When we purchased our first home in Downtown Colorado Springs, I was not familiar with most of the items that appeared on the Settlement Statement at the closing table. Because I found the process interesting, I looked them over pretty carefully. One of the items that I was paying was a $25.00 Liquor Endorsement. When asked, even the closer was not too familiar with it, and told me it was a Reverter clause. It was not in my nature (at the time) to question something like that, so I thought nothing more about it – until years later when I started selling a lot of Downtown Colorado Springs real estate.
The founder of Colorado Springs was General William Jackson Palmer. Palmer was born in a small town on the coast of Delaware to a Quaker family. When he traveled to Colorado to bring his Denver and Rio Grande Railway Company to the West, he brought with him several friends who were also Quakers to help him establish Colorado Springs.
While setting up the area, he gave away vast amounts of land. When he gave away land for building homes in the Downtown Colorado Springs region, there was a caveat that this extreme teetotaler attached to the bequest . . . you could not manufacture, sell, or use liquor or alcoholic beverages on the premises. Subsequently (and fortunately), that has changed.
Now when you purchase an older home in the Downtown Colorado Springs area, you get an endorsement (a Right of Reverter) from the Title Company. Such a policy “insures that said restrictions have not been violated and further insures against any loss or damage as a result of any past or future violations causing a forfeiture or reversion of Title.” It is my understanding that the land was supposed to go back to the Palmer heirs should this restriction be violated, but the Reverter clause in your Title Policy guarantees that this will not happen.
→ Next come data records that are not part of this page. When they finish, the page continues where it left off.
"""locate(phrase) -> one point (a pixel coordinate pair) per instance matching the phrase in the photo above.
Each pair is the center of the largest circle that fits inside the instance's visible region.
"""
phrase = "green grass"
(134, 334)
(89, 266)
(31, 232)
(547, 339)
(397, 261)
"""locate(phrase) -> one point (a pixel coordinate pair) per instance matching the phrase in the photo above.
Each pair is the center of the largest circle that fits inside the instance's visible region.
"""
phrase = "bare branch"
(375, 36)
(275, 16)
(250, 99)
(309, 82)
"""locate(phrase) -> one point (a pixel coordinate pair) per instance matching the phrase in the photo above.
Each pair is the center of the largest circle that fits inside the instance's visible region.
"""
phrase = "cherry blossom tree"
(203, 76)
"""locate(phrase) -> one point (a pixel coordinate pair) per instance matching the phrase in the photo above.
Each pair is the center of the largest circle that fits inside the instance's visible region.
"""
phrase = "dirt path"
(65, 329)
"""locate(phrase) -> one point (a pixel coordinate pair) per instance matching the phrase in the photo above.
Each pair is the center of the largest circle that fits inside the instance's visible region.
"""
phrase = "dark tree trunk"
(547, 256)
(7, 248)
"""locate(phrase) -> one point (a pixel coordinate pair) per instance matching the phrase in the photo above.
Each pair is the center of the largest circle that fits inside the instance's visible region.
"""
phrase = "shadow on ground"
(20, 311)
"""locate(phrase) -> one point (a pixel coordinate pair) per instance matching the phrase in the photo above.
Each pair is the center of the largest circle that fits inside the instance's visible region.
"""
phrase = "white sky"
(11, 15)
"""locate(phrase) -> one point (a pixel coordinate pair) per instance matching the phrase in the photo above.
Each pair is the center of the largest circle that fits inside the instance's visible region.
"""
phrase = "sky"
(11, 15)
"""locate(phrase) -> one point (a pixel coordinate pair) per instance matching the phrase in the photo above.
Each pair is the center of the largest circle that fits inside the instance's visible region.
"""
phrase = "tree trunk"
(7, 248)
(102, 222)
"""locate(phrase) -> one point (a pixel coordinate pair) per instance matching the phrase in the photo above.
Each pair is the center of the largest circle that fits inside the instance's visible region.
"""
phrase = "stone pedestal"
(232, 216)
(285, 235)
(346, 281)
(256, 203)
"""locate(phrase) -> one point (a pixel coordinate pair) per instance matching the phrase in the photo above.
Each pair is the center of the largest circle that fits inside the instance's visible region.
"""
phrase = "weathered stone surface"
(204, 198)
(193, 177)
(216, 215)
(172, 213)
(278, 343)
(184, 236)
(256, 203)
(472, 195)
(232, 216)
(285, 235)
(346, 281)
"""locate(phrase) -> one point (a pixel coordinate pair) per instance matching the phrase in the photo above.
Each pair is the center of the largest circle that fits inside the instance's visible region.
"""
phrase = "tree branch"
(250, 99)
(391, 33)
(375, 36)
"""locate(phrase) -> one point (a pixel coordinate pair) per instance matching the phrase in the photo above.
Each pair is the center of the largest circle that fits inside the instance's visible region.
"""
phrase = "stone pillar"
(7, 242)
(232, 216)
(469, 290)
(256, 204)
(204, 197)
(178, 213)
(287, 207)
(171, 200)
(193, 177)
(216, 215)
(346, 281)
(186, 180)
According to my reliable sources, there has never been an instance where this has been enforced, but the monies are still being collected at closing. When we owned Colorado College rentals, many of the students were taking classes in making home-brewed beer. Those same students lived in the older homes near campus. Many of our friends in Downtown Colorado Springs fermented their own wine in their Victorian homes. Is that legal in a home built on a General Palmer-deeded property? If they were reported, would those houses revert to the Palmer heirs? The Liquor Endorsement assures that no one will take your home if you drink alcohol there. (Money well spent!) And what about places like Phantom Canyon that is an actual brewery, or Vintages Wine and Spirits in Downtown Colorado Springs? Sure hope that they got their Liquor Endorsement.